In yesterday’s blog post, I summarized my experience from the first day of the Spring XD tutorial. In this blog post I’ll try to wrap things up regarding the tutorial and the subject at hand.
## Hadoop, Jobs and wasting time Spring XD jobs, Hadoop integration and distributed execution was the topics for today and as a bonus we also had time to take a peek at the runtime analytics functionality.
First off, the batch jobs presentation offered some insight into how streams and jobs can be used to orchestrate data flows. Spring XD jobs are just Spring Batch under the hood and one lab exercise was to develop a custom Spring Batch job and deploy it as a module into Spring XD. Regrettably, it wasn’t really development - it was plain copy/paste from examples and I guess most students finished within 5-10 of the allotted 30 minutes. An all-too common case during these two days.
The most time-consuming action of the day was definitely setting up Hadoop on our local machines. Suddenly we were installing ssh daemons, fiddling with keys and modifying configuration files in a number of places. However, the actual lab was just as trivial as before - a 4-line .csv file was read by a filepollhdfs job and copied into the hadoop filesystem. The actual “lab” part took about 30 seconds to implement and test, getting hadoop set up probably took another 30 minutes. Some students still hadn’t gotten hadoop running when the tutorial concluded a few hours later.
“This is cool”
Another somewhat time-consuming action was getting Spring XD running in its fully distributed mode of operation. That required standalone installations of Redis, ZooKeeper and HSQLDB, some configuration changes to the servers.yml file and finally starting one XD admin process and an arbitrary number of XD container instances.

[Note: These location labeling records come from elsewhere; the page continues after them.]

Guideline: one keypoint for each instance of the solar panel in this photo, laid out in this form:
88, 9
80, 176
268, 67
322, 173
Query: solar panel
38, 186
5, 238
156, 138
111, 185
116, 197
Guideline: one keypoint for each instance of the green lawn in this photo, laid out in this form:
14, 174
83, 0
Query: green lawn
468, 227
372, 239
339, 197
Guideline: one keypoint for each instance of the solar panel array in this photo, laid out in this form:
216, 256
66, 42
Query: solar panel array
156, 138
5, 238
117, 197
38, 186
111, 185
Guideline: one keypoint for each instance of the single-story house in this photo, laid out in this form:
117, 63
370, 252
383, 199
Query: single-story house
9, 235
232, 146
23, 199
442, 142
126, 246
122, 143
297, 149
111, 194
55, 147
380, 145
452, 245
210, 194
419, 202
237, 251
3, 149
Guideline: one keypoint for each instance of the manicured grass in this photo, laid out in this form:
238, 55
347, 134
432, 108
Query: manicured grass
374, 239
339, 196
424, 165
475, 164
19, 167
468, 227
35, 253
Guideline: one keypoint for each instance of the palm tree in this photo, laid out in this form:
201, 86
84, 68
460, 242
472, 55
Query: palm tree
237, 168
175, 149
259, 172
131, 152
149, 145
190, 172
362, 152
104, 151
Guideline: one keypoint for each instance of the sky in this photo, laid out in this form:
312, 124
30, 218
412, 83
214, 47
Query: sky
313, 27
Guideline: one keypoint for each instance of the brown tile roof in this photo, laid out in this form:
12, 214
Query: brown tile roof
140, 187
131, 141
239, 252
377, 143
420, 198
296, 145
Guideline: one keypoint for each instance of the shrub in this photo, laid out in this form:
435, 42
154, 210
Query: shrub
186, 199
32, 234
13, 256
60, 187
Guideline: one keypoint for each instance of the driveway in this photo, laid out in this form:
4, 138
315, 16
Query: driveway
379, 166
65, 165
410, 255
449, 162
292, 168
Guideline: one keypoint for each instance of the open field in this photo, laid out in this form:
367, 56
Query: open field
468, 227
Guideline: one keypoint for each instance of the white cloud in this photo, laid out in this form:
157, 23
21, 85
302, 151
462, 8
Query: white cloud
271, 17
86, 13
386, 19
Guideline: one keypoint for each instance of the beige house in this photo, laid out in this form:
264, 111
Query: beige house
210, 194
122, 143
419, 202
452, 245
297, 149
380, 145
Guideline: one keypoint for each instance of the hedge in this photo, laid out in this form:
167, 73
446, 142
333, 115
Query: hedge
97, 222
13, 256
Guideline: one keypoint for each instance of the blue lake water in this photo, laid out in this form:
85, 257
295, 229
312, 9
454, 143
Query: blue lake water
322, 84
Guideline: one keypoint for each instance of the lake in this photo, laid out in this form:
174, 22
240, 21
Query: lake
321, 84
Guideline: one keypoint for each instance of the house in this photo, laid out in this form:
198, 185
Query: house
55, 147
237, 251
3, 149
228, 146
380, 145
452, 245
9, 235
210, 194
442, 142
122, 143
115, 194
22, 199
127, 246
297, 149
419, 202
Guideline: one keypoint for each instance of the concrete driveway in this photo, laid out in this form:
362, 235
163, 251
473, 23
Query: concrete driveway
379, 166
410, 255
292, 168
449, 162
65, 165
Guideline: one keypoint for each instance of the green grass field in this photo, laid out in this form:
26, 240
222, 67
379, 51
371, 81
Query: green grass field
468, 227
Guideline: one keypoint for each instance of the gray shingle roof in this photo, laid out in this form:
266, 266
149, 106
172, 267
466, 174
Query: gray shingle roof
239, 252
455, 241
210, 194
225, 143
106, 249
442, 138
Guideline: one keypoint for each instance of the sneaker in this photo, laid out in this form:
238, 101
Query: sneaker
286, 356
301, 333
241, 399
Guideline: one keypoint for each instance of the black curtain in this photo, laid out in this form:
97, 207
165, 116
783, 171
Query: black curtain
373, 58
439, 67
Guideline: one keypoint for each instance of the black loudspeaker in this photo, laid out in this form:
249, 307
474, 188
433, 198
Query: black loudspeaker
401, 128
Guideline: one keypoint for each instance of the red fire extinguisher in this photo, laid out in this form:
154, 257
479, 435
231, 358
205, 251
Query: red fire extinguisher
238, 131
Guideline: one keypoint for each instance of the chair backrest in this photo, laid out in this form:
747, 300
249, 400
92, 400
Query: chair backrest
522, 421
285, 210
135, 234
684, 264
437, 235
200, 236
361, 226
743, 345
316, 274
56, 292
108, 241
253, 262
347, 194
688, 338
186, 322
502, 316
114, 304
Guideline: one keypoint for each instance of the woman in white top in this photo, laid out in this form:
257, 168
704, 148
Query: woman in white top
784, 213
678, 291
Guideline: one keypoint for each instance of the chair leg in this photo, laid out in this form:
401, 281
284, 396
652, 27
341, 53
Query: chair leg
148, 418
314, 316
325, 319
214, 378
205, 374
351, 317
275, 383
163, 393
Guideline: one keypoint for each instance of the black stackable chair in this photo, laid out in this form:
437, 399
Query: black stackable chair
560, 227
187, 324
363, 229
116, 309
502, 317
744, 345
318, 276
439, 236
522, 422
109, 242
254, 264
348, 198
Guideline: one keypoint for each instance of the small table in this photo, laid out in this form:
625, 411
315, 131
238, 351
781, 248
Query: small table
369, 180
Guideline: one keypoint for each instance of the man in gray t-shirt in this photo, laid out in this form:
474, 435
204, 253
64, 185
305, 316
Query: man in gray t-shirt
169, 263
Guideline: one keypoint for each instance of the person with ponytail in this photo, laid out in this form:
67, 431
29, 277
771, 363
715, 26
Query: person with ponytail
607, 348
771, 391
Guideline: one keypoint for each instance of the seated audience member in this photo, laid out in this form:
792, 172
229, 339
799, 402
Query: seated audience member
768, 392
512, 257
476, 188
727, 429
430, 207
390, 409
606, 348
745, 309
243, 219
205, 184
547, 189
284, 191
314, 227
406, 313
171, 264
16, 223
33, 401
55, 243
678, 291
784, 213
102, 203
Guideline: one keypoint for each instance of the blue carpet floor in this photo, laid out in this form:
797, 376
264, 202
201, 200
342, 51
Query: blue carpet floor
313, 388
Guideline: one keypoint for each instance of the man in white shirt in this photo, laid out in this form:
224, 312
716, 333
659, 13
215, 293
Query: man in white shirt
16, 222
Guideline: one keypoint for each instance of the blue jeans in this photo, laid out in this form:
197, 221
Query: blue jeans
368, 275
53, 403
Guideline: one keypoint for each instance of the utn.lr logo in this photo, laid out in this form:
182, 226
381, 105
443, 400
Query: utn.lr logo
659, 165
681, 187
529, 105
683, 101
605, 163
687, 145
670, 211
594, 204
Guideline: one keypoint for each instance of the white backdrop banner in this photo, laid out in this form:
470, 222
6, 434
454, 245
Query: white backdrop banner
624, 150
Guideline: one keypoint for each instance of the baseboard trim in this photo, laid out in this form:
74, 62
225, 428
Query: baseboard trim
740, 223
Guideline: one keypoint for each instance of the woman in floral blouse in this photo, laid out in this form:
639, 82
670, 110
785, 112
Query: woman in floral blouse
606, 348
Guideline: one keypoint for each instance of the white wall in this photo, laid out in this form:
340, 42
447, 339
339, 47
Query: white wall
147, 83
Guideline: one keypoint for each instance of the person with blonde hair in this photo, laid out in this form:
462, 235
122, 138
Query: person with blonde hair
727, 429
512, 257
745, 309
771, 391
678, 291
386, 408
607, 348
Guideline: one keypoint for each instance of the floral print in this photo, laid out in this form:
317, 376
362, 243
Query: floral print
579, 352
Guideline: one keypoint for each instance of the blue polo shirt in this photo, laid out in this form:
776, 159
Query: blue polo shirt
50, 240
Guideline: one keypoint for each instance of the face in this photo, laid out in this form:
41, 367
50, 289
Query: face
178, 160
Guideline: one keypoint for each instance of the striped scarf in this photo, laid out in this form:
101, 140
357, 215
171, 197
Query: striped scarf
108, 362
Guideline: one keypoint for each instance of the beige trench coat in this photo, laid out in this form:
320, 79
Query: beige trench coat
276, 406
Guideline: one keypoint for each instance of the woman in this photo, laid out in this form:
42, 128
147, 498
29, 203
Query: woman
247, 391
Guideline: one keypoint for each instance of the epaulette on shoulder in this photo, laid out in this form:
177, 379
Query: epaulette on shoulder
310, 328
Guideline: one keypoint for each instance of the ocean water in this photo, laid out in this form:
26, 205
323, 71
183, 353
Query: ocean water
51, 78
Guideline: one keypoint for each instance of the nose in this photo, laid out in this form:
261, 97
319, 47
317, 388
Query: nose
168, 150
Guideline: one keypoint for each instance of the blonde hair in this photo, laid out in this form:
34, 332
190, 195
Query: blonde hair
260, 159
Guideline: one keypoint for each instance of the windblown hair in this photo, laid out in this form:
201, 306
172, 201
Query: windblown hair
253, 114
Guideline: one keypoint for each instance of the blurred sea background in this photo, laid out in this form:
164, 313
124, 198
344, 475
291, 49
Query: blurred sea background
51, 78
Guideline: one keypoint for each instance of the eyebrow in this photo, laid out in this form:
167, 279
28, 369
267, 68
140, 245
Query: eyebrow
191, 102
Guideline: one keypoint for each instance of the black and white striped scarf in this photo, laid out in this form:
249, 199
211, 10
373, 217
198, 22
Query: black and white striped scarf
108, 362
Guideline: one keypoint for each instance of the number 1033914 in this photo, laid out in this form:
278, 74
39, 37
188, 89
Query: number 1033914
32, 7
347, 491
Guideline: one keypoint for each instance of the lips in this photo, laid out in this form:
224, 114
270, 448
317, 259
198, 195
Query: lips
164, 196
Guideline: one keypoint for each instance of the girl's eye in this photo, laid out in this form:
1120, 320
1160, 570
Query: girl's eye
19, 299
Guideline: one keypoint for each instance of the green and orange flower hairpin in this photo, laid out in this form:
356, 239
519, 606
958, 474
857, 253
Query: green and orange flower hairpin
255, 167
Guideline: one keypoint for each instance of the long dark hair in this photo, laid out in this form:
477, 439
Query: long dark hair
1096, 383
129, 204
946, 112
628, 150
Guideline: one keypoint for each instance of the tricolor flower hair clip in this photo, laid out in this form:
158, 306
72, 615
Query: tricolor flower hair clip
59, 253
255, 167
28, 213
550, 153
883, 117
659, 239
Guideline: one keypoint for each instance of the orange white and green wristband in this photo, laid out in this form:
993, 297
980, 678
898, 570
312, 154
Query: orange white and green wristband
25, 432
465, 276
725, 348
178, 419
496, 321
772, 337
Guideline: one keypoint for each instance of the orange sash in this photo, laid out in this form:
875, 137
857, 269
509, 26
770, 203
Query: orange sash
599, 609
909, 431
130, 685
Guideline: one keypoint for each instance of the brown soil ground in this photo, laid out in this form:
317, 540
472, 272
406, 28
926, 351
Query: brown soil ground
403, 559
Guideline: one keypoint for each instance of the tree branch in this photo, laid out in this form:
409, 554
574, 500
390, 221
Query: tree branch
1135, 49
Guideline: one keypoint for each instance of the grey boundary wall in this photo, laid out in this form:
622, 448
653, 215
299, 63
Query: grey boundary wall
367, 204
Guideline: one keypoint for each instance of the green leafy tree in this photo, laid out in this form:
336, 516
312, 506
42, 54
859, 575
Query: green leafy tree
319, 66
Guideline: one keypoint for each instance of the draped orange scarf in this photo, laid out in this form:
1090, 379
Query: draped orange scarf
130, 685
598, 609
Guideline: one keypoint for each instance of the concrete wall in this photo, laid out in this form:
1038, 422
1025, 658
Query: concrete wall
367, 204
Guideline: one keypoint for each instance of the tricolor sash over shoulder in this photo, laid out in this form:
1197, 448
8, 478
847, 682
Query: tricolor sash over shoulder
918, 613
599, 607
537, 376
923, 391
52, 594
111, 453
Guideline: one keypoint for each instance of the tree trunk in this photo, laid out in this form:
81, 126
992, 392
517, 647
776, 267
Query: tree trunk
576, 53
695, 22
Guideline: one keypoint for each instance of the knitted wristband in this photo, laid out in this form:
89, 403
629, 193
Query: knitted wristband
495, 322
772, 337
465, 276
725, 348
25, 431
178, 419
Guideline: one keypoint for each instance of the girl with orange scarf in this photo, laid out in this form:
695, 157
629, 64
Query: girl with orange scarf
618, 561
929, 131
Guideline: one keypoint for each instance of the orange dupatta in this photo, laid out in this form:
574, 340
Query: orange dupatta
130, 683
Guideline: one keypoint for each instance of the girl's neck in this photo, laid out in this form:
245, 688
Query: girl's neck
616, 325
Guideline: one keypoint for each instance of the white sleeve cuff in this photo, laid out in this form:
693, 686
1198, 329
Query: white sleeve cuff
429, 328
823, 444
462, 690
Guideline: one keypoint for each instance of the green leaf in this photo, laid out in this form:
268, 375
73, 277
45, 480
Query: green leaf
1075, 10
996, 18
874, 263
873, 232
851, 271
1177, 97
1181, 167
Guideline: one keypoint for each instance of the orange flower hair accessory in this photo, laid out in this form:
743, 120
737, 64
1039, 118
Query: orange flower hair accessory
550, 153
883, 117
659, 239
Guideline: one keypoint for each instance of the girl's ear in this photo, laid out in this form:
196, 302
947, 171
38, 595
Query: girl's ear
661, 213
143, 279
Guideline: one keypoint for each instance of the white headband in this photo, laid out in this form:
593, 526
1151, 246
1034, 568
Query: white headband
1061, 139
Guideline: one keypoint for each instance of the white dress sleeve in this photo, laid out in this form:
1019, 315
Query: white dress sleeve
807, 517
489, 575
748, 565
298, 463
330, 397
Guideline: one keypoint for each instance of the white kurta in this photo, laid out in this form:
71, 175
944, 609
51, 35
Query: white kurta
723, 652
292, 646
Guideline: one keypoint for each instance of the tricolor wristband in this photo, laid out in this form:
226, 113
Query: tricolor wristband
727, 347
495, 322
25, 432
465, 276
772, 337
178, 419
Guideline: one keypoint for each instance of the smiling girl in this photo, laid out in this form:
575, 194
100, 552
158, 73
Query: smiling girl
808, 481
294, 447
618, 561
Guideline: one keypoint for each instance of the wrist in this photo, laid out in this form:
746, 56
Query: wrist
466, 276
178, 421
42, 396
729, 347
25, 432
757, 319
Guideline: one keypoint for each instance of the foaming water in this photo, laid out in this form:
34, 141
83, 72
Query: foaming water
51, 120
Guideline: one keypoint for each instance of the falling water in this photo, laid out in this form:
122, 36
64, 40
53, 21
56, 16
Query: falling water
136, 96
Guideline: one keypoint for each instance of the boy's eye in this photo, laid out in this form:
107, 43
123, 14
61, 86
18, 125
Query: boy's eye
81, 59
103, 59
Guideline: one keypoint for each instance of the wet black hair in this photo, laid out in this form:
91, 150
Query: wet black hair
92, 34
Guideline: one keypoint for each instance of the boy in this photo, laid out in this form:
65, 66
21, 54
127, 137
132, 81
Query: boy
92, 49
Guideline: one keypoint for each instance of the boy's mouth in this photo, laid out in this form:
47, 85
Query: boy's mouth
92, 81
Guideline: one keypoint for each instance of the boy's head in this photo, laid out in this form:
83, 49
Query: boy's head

However, this task proved worth one’s while since it gave me the very first genuine “this is cool!” sensation of the tutorial.
In the screenshot, we see how my three running XD containers have automatically load-balanced the “httpStream” and its four participating modules (http,filter,transform,file) onto the three different containers. Ignore that ‘httpTap’ for now, it’s just a stream that taps the httpStream and redirects its output to a file sink itself.
To make a bit more sense of the stream above, let’s go through the basic DSL for setting up that ‘httpStream’ present in the screenshot:
stream create --name httpStream --definition "http --port=9003 | filter --expression=payload.contains('1') | transform --expression=payload.toUpperCase() | file" --deploy
The important thing is the –definition which enclosed inside the quotation marks defines a stream consisting of four modules, using the unix-style pipe character to denote ‘piping’ the result over to the next module:
- A ‘http’ input source - listening on port 9003
- A ‘filter’ processor - in this case all messages not containing a ‘1’ character in the textual payload will be discared
- A ‘transform’ processor - using an inline groovy statement
- A ‘file’ sink, e.g. the output from the transform module will be written to a file, by convention named httpStream.out and placed in /tmp/xd on the file system.
So, if we do an http POST to localhost 9003 with the Stream above deployed containing a body such as ‘Spring 1 XD’ the file sink will result in the line SPRING 1 XD being written to the httpStream.out file. Banal, but comprehensible.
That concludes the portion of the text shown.